E-like, a protein related to tubulin-folding cofactor E. (A) Amino acid sequence comparison showing 23% identity between human E-like (El) and cofactor E (Cof E). (B) Evolutionary relationship between currently known cofactor E-related sequences; fly, Drosophila melanogaster; celeg, Caenorhabditis elegans; atha, Arabidopsis thaliana; yeast, Saccharomyces cerevisiae; spombe, Schizosaccharomyces pombe; leisch, Leishmania donovani. (C) Schematic of domains identified in cofactor E and E-like. CAP-gly, glycine-rich cytoskeleton-associated protein domain; LRR, leucine-rich repeat sequence; UBL, ubiquitin-like domain. (D) Northern blot showing distribution of E-like expression in various human tissues. Location of size markers is indicated on the left.
We assessed E-like tissue distribution in humans by northern blot analysis of RNA from multiple human tissues (Fig. 1D). The data show that one major E-like-specific transcript of ∼6.0 kb is abundantly expressed in testis, but is also present in several other tissues at a much lower level. This pattern of expression was confirmed by western blot analyses using a specific anti-E-like antiserum (data not shown).

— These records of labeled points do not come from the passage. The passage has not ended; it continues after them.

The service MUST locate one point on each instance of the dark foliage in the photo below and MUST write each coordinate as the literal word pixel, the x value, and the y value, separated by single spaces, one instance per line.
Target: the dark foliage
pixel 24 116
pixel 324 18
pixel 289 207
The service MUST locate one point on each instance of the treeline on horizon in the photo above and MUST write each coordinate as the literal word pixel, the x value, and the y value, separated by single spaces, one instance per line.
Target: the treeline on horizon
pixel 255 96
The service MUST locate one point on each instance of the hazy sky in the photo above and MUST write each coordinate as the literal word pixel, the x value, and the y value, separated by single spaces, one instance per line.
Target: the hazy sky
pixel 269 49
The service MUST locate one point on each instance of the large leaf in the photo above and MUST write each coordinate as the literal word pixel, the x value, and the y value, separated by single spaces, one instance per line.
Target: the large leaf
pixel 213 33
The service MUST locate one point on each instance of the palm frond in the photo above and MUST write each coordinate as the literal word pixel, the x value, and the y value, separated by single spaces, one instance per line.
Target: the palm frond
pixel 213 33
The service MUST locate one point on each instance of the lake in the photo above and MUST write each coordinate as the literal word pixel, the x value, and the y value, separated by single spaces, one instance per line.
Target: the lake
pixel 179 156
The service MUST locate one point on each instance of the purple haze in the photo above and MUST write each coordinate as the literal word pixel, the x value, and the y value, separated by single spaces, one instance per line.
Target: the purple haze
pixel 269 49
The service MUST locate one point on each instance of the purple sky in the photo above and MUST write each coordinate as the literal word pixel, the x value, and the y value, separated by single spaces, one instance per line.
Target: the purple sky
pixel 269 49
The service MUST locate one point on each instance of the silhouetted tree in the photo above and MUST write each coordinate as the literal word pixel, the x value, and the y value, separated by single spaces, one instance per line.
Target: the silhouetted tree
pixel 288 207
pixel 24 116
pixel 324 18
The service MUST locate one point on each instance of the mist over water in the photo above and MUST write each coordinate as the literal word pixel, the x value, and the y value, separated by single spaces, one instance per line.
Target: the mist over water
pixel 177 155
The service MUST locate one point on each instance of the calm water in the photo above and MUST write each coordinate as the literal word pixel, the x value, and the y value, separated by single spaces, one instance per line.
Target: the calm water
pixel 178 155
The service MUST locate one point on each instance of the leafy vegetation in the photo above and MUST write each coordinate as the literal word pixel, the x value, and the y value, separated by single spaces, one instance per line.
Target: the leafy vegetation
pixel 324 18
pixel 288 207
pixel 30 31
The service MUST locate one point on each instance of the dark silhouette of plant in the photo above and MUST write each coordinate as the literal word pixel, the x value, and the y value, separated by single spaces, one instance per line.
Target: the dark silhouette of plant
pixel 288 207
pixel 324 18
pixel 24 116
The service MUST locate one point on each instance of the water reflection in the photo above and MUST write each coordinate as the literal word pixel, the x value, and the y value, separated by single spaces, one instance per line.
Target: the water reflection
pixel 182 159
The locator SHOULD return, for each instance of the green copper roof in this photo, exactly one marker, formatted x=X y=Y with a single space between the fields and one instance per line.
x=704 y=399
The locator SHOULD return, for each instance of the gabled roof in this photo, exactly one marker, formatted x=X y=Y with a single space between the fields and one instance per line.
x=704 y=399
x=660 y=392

E-like and cofactor E are functionally distinct
Given the sequence similarity between E-like and cofactor E we decided to compare the functions of these two proteins in vitro and in vivo. Specifically, we sought to determine whether E-like could substitute for cofactor E in the assembly of the tubulin heterodimer or enhance the GTPase activity of native tubulin triggered by the α/β tubulin/cofactor C/cofactor D complex (Tian et al., 1999). We therefore carried out in vitro folding reactions in which either labeled, unfolded α- or β-tubulin was presented to CCT by sudden dilution from denaturant in the presence of ATP, GTP and cofactors B, C and D, with or without cofactor E or E-like. The reaction products were analyzed by non-denaturing gel electrophoresis (Fig. 2A). The data show that, in contrast to folding reactions that included cofactor E, no native tubulin heterodimers were produced in reactions in which E-like was substituted for cofactor E. Similarly, we found that when native tubulin heterodimers are refolded in vitro by the action of cofactors C, D and E in the presence of radiolabeled GTP (Bartolini et al., 2002), the nucleotide was incorporated non-exchangeably into the refolded tubulin only when cofactor E was included in the reaction mix (Fig. 2B). This was the case even when a tenfold molar excess (relative to cofactor E) of E-like was included in the reactions. We conclude that E-like does not participate in the tubulin heterodimer assembly reaction. The failure of E-like to substitute for cofactor E in these reactions is not due to a defect in the recombinant protein, as the same result was obtained using E-like purified from bovine testis (data not shown).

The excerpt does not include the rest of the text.